Same deal with a piece on Ricky Jay, a fascinating magician/performer/magic librarian whom I unfortunately only recognized due to his more pop-ish TV and movie work. At first it seems like a piece about a guy whose sleight of hand is so good that it seems uncannily real. Then it's a profile of someone whose art has been corrupted by the likes of David Copperfield. Then there's a lot of grousing about the nature of magic book collection. Lots of fantastic detail, but very little narrative to hold it all together.

Other pieces are just not as good, period. One, about a group who may or may not have stolen Pancho Villa's skull, I stopped reading about five pages in. There's also an extremely long one about a cult of Tom Mix obsessives. Maybe it would have been more interesting if I knew who the hell Tom Mix was--but I didn't, and not much effort was made to get me to care. The personal and descriptive details are cute, but not really grounded in much.

But the language is sharp, and that redeems several of the negatives. So while it'll be a long time before I pick up one of Singer's anthologized books again, I do look forward to reading his new stuff in my overmentioned favorite magazine.

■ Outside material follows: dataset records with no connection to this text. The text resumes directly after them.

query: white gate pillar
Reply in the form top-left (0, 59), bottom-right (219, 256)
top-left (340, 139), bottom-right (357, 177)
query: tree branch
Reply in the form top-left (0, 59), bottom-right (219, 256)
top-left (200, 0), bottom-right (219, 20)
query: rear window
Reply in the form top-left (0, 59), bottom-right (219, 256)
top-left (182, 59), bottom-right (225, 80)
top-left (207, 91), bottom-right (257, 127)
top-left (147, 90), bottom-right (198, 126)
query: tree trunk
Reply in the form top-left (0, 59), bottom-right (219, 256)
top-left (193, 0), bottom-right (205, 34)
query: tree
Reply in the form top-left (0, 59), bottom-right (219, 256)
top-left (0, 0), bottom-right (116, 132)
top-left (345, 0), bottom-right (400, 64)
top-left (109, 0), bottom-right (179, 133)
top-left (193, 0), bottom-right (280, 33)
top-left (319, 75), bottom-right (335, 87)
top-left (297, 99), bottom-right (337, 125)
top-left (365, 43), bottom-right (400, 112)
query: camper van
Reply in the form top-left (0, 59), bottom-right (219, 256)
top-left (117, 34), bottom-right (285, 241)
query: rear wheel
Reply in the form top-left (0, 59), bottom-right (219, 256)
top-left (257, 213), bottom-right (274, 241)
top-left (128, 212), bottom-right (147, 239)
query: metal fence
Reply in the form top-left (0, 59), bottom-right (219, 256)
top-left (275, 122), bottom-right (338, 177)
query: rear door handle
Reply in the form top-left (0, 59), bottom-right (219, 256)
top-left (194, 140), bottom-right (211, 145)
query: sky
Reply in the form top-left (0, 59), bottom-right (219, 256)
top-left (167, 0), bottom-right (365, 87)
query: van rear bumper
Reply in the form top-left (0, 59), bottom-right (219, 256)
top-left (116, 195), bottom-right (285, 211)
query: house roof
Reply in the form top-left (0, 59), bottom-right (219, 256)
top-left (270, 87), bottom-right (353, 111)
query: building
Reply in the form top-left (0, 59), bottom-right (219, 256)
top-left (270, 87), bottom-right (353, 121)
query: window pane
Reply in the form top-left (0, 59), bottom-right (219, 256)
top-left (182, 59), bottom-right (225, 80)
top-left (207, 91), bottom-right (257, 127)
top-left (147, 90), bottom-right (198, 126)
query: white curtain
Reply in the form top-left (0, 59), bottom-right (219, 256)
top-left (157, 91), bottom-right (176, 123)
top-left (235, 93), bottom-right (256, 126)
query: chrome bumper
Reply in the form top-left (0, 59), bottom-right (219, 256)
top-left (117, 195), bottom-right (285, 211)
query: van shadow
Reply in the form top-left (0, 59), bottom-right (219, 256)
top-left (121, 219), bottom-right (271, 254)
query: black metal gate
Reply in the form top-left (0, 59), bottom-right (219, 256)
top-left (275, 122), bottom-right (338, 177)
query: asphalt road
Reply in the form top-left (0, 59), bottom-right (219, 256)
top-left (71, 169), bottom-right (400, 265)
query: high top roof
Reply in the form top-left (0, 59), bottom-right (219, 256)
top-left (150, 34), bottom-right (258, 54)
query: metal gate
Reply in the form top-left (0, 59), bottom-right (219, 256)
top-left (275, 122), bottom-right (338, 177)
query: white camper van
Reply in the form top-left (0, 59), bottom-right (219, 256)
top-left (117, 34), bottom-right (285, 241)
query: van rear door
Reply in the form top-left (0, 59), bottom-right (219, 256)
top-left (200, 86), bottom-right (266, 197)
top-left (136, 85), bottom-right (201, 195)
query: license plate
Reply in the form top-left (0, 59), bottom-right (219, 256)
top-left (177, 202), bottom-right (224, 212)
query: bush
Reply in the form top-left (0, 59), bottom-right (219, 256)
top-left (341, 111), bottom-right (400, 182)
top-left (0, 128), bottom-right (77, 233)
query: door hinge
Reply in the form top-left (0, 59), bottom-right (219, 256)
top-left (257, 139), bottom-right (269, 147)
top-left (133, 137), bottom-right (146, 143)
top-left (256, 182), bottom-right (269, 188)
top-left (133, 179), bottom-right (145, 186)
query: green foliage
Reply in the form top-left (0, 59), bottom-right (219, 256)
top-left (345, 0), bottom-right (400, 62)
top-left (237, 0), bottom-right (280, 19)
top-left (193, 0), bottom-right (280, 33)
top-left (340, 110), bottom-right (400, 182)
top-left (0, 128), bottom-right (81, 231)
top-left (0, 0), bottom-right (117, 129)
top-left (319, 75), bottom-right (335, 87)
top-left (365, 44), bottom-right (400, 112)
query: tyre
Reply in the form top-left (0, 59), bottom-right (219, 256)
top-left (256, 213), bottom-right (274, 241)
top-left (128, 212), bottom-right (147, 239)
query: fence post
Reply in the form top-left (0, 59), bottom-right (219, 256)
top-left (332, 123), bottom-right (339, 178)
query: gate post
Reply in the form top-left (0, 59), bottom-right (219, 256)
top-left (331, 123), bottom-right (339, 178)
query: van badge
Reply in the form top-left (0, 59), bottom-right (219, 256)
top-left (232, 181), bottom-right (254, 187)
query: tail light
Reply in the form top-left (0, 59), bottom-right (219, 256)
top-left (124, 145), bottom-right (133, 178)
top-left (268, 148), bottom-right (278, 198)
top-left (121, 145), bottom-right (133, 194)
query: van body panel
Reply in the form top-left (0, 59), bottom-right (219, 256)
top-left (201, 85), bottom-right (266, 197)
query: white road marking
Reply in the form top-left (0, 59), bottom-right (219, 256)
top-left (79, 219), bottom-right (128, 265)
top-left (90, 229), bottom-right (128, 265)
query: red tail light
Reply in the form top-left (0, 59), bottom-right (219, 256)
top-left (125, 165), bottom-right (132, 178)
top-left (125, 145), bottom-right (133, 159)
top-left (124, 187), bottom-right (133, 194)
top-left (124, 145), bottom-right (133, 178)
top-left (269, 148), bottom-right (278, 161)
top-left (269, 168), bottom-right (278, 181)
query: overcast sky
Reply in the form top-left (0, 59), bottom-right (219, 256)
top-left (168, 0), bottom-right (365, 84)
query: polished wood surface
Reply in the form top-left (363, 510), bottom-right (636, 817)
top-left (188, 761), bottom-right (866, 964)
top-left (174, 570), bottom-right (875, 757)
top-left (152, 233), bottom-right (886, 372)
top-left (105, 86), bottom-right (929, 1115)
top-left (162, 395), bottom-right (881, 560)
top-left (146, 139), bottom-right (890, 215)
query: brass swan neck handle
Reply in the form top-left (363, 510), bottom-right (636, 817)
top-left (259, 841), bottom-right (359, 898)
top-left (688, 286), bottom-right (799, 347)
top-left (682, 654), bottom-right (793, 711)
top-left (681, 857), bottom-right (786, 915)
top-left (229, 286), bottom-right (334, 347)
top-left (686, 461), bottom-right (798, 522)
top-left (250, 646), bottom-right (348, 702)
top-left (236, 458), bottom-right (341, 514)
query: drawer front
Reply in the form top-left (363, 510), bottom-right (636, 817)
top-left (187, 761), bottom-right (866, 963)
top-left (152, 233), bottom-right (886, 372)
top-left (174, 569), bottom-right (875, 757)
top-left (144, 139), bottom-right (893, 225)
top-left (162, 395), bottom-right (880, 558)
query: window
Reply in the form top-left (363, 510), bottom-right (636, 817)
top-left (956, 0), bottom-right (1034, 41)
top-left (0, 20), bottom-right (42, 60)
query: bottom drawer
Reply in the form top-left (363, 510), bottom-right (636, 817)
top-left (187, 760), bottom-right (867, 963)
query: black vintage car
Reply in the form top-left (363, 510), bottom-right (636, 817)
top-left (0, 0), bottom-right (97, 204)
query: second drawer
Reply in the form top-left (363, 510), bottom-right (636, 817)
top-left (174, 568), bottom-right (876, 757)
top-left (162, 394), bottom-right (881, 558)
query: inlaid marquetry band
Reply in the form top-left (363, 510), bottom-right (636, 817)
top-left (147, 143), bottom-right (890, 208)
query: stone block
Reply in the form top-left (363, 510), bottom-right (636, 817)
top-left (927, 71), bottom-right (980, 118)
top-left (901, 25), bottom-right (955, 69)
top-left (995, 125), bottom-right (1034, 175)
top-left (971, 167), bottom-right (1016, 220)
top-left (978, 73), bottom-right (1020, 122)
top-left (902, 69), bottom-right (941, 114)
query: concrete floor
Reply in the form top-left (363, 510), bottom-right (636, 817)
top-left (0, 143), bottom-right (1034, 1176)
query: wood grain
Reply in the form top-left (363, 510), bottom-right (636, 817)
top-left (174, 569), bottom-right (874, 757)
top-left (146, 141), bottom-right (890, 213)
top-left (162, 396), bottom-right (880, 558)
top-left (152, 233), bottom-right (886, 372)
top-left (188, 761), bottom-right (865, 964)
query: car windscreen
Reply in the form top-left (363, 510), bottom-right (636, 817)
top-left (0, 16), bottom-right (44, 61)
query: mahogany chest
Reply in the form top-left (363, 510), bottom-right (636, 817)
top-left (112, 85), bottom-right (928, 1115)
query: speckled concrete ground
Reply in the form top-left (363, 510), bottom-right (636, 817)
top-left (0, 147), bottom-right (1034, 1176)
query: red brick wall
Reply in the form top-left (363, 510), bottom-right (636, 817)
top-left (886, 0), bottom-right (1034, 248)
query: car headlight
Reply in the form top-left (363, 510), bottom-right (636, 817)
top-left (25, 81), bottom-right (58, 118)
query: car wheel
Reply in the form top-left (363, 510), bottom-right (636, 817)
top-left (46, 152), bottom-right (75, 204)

Some fun bits from the book:

From "Trump Solo":
"As Dr. Ginger, out of earshot, manipulated the sore back of a grateful [Trump resort] member, I asked Trump where she had done her training. 'I'm not sure,' he said. 'Baywatch Medical School? Does that sound right? I'll tell you the truth. Once I saw Dr. Ginger's photograph, I didn't really need to look at her resume or anyone else's. Are you asking, 'Did we hire her because she'd trained at Mount Sinai for fifteen years?' The answer is no. And I'll tell you why: because by the time she's spent fifteen years at Mount Sinai, we don't want to look at her."

From "Secrets of the Magus":
"When he had performed several dazzling illusions and seemed ready to retire, a guest named Mort said, 'Come on, Ricky. Why don't you do something truly amazing?'
Baron recalls that at that moment 'the look in Ricky's eyes was, like, 'Mort--you have just fucked with the wrong person.'
Jay told Mort to name a card, any card. Mort said, 'The three of hearts.' After shuffling, Jay gripped the deck in the palm of his right hand and sprang it, cascading all fifty-two cards so that they traveled the length of the table and pelted an open wine bottle.
'OK, Mort, what was your card again?'
'The three of hearts.'
'Look inside the bottle.'
Mort discovered, curled inside the neck, the three of hearts. The party broke up immediately."

From "The Book Eater":
"The rest of the room was occupied by scores of unopened cartons of pamphlets, dating from the seventeenth to the twentieth century, which Zinman acquired almost four years ago from an ephemera dealer who had procured them, for the price of scrap, from the New York Public Library. This was material that the library had recorded on microfilm as part of a 'preservation' program that deemed the original documents expendable. In 1997 and 1998, Zinman--unable to resist the impulse to rub a great institution's nose in its ill-considered behavior--dispatched to friends, as well as to the library's trustees, poster-size holiday greeting cards devoted to the theme of the library's 'trashing' of its own collections."